Biqui, ma chère petite Biqui, comme je vous chéris toi et ton fichu caractère.
Que je t’aime bêtement quand tu me souris. Que je t’aime aveuglément quand je te vois. Que je t’aime à la folie quand tu es sage. Que je t’aime douloureusement quand tu m’échappes. Que je t’haime quand tu m’énerves. Que je t’aime toujours.
Ma beauté céleste, tu as envahi mon cœur et annexé jusqu’à la dernière cellule de mon être.

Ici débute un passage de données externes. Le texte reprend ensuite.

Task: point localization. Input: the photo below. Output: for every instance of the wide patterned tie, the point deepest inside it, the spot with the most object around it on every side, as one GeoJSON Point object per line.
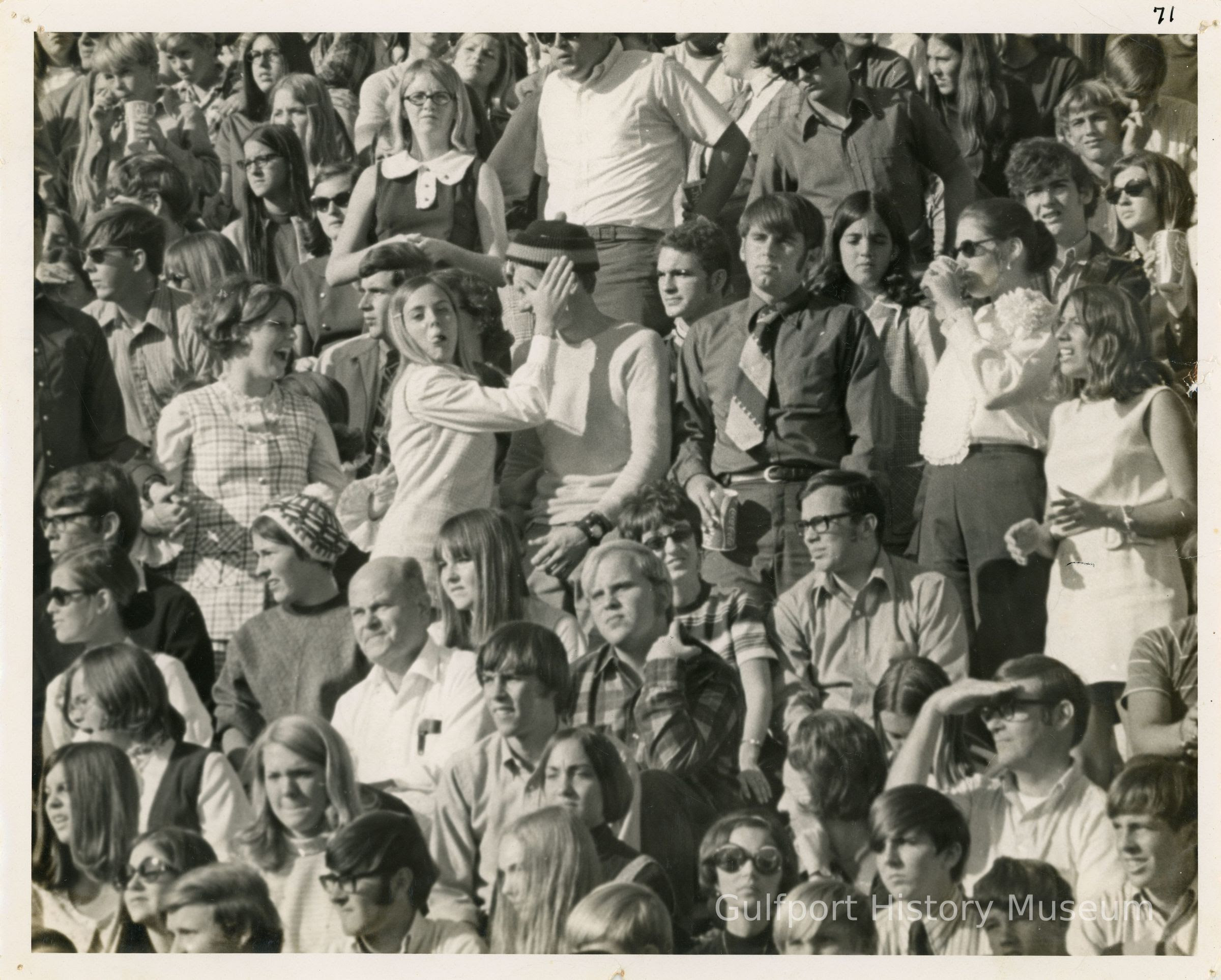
{"type": "Point", "coordinates": [748, 412]}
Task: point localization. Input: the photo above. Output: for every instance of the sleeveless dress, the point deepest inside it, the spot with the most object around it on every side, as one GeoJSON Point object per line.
{"type": "Point", "coordinates": [1106, 589]}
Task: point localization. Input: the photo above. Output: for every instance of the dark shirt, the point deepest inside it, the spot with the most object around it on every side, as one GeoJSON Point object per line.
{"type": "Point", "coordinates": [829, 403]}
{"type": "Point", "coordinates": [892, 138]}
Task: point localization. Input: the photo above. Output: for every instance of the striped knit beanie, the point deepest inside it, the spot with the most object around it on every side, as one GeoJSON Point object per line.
{"type": "Point", "coordinates": [542, 241]}
{"type": "Point", "coordinates": [312, 524]}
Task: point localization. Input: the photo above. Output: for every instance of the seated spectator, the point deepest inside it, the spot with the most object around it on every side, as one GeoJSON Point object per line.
{"type": "Point", "coordinates": [115, 695]}
{"type": "Point", "coordinates": [379, 878]}
{"type": "Point", "coordinates": [834, 771]}
{"type": "Point", "coordinates": [157, 860]}
{"type": "Point", "coordinates": [301, 655]}
{"type": "Point", "coordinates": [898, 699]}
{"type": "Point", "coordinates": [426, 693]}
{"type": "Point", "coordinates": [1161, 714]}
{"type": "Point", "coordinates": [742, 902]}
{"type": "Point", "coordinates": [620, 918]}
{"type": "Point", "coordinates": [223, 908]}
{"type": "Point", "coordinates": [302, 790]}
{"type": "Point", "coordinates": [89, 803]}
{"type": "Point", "coordinates": [546, 864]}
{"type": "Point", "coordinates": [1035, 802]}
{"type": "Point", "coordinates": [91, 587]}
{"type": "Point", "coordinates": [861, 608]}
{"type": "Point", "coordinates": [922, 842]}
{"type": "Point", "coordinates": [163, 123]}
{"type": "Point", "coordinates": [1154, 809]}
{"type": "Point", "coordinates": [524, 671]}
{"type": "Point", "coordinates": [152, 344]}
{"type": "Point", "coordinates": [1026, 902]}
{"type": "Point", "coordinates": [325, 314]}
{"type": "Point", "coordinates": [483, 586]}
{"type": "Point", "coordinates": [809, 920]}
{"type": "Point", "coordinates": [667, 522]}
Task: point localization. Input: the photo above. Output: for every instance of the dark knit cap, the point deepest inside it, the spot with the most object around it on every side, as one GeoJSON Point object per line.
{"type": "Point", "coordinates": [542, 241]}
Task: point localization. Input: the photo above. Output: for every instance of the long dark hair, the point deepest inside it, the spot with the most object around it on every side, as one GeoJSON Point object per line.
{"type": "Point", "coordinates": [832, 280]}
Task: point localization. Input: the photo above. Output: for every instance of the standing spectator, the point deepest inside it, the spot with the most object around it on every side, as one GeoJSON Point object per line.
{"type": "Point", "coordinates": [607, 429]}
{"type": "Point", "coordinates": [866, 263]}
{"type": "Point", "coordinates": [89, 804]}
{"type": "Point", "coordinates": [616, 179]}
{"type": "Point", "coordinates": [1121, 488]}
{"type": "Point", "coordinates": [843, 137]}
{"type": "Point", "coordinates": [986, 424]}
{"type": "Point", "coordinates": [153, 344]}
{"type": "Point", "coordinates": [215, 445]}
{"type": "Point", "coordinates": [426, 695]}
{"type": "Point", "coordinates": [829, 409]}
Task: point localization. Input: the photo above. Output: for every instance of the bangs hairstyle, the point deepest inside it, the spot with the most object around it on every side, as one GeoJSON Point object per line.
{"type": "Point", "coordinates": [832, 279]}
{"type": "Point", "coordinates": [229, 312]}
{"type": "Point", "coordinates": [97, 489]}
{"type": "Point", "coordinates": [840, 762]}
{"type": "Point", "coordinates": [462, 135]}
{"type": "Point", "coordinates": [786, 215]}
{"type": "Point", "coordinates": [383, 844]}
{"type": "Point", "coordinates": [655, 505]}
{"type": "Point", "coordinates": [327, 141]}
{"type": "Point", "coordinates": [102, 566]}
{"type": "Point", "coordinates": [533, 650]}
{"type": "Point", "coordinates": [105, 817]}
{"type": "Point", "coordinates": [266, 841]}
{"type": "Point", "coordinates": [489, 539]}
{"type": "Point", "coordinates": [623, 914]}
{"type": "Point", "coordinates": [1155, 786]}
{"type": "Point", "coordinates": [1057, 683]}
{"type": "Point", "coordinates": [1119, 355]}
{"type": "Point", "coordinates": [561, 867]}
{"type": "Point", "coordinates": [1171, 187]}
{"type": "Point", "coordinates": [607, 765]}
{"type": "Point", "coordinates": [206, 258]}
{"type": "Point", "coordinates": [130, 689]}
{"type": "Point", "coordinates": [920, 808]}
{"type": "Point", "coordinates": [719, 834]}
{"type": "Point", "coordinates": [1039, 160]}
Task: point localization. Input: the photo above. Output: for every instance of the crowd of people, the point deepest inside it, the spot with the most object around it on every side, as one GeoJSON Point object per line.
{"type": "Point", "coordinates": [615, 494]}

Tiens, alors que j’écris, les cloches de Saint-Pierre viennent de sonner l’angélus.
Ma Biqui n’aurait donc quitté mes bras que depuis seulement 2 heures !?
Non, impossible ! Du temps des pendules et montres à gousset peut-être, mais du mien elle est partie depuis déjà des siècles.
Que je languis ce soir de la retrouver. Mais à ce moment précis, je suis loin d’elle et chaque seconde s’étire jusqu’à l’infini. Je crains que la nuit décide soudain de ne plus tomber, comme le matin décida un jour de ne plus jamais se lever pour ma mère.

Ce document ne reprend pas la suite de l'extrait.